Muhammad Rasheed, alternatively spelled Muhammad Rashid, is a Pakistani former footballer who played as a right winger, and manager. A regular starter during his playing days, Rasheed is among the major players of the Pakistan national football team in the 1980s.

== Club career ==
Rasheed represented departmental side Pakistan Railways at the National Football Championship. He won the 1984 edition with the side, scoring the lone goal for Railways in the final against WAPDA.

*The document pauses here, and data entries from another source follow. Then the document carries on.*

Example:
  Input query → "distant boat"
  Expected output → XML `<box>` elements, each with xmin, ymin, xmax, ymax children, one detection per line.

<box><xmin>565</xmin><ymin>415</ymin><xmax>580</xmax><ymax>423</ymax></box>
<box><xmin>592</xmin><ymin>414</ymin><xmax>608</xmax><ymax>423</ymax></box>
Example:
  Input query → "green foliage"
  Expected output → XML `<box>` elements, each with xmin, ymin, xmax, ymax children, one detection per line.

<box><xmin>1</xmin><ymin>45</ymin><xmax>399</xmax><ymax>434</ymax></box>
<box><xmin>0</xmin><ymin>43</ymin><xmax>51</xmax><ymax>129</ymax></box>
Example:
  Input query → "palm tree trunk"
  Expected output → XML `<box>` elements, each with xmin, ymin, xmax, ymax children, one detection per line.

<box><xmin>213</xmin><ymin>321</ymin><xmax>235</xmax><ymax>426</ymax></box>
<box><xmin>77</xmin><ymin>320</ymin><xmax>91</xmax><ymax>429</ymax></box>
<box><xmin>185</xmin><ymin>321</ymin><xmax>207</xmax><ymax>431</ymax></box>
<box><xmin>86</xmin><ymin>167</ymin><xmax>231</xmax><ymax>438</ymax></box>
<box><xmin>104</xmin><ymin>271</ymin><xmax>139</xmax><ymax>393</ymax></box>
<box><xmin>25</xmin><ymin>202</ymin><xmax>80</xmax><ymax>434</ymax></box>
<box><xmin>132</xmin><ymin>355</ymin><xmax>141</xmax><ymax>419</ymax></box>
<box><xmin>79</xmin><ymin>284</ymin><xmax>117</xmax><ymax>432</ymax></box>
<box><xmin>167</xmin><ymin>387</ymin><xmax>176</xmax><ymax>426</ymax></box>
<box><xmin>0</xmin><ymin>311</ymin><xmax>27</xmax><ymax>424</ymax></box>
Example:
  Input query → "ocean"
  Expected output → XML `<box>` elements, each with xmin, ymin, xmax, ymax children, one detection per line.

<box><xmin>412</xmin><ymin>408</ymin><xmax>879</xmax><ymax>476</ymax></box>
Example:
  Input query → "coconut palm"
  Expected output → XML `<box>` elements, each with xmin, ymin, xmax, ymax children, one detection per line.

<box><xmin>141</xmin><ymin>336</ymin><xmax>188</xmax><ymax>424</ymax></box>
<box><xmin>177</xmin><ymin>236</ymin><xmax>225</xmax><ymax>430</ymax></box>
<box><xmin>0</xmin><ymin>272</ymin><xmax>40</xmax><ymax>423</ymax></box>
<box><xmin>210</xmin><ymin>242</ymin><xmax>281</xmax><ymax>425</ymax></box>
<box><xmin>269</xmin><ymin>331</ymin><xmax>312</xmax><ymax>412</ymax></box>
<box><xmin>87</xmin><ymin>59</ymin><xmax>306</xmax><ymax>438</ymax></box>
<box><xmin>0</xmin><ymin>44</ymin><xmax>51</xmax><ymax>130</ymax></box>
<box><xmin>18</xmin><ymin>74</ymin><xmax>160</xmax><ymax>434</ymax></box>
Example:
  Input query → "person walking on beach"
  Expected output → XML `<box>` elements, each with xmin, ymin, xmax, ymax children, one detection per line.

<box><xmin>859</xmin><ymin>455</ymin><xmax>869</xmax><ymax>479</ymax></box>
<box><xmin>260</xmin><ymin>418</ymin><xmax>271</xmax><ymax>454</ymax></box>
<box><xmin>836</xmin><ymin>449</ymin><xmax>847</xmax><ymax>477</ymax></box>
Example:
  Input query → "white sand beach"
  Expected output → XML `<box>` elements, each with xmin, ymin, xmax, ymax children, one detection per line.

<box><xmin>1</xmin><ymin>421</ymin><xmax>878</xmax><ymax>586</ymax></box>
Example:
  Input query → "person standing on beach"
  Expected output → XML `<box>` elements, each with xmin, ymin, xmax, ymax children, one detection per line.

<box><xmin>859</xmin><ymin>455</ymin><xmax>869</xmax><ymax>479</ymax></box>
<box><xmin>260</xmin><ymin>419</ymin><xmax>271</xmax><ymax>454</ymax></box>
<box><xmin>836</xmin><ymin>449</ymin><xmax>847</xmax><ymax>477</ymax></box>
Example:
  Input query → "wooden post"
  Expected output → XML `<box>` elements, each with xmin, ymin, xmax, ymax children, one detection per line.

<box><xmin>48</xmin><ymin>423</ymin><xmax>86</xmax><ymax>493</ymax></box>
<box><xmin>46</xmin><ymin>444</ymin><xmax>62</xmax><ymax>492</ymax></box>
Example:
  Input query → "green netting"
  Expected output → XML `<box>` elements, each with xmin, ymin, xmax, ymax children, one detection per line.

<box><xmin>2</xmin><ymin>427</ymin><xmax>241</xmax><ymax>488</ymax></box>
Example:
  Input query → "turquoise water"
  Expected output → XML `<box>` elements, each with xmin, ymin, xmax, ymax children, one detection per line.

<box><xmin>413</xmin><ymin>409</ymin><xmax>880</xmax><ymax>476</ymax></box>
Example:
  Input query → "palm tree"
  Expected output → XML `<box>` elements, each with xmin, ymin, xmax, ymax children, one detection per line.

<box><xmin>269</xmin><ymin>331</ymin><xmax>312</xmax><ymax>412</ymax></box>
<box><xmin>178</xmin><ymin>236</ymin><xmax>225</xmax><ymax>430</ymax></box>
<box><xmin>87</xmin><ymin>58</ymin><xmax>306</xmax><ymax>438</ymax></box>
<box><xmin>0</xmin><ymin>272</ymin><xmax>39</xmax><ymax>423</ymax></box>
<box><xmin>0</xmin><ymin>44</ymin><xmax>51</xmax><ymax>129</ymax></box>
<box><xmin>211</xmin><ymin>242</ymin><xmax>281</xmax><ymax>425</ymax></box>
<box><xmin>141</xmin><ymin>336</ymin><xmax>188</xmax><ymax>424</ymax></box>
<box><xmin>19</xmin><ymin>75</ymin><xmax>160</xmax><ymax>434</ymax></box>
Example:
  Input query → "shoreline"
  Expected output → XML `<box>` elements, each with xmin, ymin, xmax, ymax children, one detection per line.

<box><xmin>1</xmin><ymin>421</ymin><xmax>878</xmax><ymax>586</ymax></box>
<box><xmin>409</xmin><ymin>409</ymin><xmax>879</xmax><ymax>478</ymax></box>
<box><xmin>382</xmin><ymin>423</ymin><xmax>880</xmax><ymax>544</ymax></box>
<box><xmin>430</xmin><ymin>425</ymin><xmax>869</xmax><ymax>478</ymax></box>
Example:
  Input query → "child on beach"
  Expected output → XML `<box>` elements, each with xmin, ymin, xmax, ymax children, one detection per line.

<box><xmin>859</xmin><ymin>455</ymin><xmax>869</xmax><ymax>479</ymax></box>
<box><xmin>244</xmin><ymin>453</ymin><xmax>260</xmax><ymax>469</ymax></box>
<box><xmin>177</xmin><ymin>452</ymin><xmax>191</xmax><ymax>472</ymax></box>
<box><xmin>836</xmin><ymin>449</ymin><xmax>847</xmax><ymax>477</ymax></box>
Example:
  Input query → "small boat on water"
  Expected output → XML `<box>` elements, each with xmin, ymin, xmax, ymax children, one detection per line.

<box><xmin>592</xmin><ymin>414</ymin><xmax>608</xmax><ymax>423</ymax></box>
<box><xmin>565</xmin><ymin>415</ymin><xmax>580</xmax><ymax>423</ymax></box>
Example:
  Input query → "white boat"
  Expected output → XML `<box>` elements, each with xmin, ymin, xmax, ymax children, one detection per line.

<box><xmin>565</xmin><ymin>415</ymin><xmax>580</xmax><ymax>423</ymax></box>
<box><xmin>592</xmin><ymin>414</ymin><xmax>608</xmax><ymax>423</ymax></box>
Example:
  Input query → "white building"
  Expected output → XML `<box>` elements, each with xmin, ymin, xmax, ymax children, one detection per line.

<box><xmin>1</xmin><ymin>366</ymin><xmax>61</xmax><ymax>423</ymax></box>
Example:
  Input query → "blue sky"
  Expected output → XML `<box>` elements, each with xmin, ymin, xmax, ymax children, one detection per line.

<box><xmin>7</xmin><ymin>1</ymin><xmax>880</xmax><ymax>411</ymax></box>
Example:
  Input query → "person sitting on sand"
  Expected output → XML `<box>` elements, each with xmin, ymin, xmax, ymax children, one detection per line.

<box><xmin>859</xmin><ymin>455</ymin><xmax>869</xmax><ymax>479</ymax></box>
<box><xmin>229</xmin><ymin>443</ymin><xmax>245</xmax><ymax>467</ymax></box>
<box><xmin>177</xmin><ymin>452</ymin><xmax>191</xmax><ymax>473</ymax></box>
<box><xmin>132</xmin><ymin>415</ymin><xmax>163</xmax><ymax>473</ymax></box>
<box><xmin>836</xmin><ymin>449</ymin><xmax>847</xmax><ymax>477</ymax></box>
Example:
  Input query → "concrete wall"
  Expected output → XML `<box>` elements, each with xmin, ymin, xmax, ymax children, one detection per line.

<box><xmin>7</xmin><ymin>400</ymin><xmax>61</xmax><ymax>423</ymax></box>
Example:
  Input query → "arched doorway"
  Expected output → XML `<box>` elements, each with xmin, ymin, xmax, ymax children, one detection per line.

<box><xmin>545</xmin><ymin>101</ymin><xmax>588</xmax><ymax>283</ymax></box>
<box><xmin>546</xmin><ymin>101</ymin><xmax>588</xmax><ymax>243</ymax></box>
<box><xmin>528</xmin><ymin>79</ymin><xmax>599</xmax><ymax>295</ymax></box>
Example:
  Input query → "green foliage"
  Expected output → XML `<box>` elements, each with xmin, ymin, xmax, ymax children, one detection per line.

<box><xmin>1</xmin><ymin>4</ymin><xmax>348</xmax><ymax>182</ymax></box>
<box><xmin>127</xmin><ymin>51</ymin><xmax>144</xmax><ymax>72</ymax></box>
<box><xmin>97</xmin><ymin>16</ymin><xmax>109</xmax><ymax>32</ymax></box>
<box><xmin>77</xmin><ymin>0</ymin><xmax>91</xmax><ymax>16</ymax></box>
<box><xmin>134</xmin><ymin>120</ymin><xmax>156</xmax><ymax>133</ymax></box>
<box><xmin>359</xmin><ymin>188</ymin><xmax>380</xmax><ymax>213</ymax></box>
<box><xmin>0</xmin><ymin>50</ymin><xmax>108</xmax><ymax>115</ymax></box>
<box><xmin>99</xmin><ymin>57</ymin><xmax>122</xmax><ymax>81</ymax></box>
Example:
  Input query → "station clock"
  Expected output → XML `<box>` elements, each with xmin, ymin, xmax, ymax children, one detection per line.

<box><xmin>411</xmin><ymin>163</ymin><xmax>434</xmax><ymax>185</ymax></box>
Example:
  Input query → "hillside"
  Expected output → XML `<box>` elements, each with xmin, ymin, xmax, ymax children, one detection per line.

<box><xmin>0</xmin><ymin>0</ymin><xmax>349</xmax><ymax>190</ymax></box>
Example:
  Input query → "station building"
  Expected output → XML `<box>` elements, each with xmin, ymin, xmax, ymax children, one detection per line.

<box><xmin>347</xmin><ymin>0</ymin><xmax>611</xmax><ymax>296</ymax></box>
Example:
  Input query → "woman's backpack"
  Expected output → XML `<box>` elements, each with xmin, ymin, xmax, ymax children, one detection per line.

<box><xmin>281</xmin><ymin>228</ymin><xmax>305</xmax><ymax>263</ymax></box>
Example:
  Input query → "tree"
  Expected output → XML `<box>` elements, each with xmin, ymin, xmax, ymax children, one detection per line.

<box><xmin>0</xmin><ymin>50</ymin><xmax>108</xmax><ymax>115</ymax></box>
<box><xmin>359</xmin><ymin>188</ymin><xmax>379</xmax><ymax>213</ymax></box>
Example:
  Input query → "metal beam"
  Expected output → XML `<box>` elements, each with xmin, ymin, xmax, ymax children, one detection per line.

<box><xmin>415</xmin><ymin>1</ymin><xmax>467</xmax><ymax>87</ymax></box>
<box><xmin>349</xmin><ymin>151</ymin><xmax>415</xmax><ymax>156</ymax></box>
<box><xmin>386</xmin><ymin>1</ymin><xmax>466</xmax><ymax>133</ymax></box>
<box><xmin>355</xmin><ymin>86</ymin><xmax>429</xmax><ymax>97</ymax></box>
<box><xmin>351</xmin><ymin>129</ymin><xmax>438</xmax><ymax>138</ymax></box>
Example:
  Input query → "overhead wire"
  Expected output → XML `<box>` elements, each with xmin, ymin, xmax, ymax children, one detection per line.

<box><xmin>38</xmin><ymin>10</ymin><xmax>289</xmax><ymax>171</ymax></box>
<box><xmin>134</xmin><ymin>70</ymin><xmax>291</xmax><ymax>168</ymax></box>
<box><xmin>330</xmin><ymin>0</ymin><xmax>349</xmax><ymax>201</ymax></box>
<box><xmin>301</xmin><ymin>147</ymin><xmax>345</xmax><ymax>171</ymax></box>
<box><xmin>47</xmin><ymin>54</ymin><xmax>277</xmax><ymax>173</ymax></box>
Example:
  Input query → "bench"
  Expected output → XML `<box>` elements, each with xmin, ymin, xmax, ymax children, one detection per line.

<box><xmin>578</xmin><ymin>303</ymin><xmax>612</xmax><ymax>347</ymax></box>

== International career ==
Rasheed served as a regular starter at the Pakistan national football team during the 1980s, making his debut at the 1981 King's Cup in Thailand. The next year he played at the 1982 Quaid-e-Azam International Tournament. He also played at the 1984 AFC Asian Cup qualification.

== Coaching career ==
In 2005, Rasheed served as member of the supervision staff for the Pakistan national team.

In 2007, he served as head coach of the Pakistan under-23 team for the 2008 Summer Olympics Asian qualifiers, previously serving as assistant coach under Salman Sharida.

Following the relegation of Pakistan Railways at the top-tier 2007–08 Pakistan Premier League under head coach Chaudhry Muhammad Asghar, Rasheed was appointed as the successor for the post. He retired from the Pakistan Railways department in 2018. The same year he served as head coach of the Pakistan women's national under-17 football team.

He later started coaching the Muslim Hands Street Children Football Team, the football section of Nottingham-based Non-governmental organization Muslim Hands. He also coached the side at the 2023–24 PFF National Challenge Cup.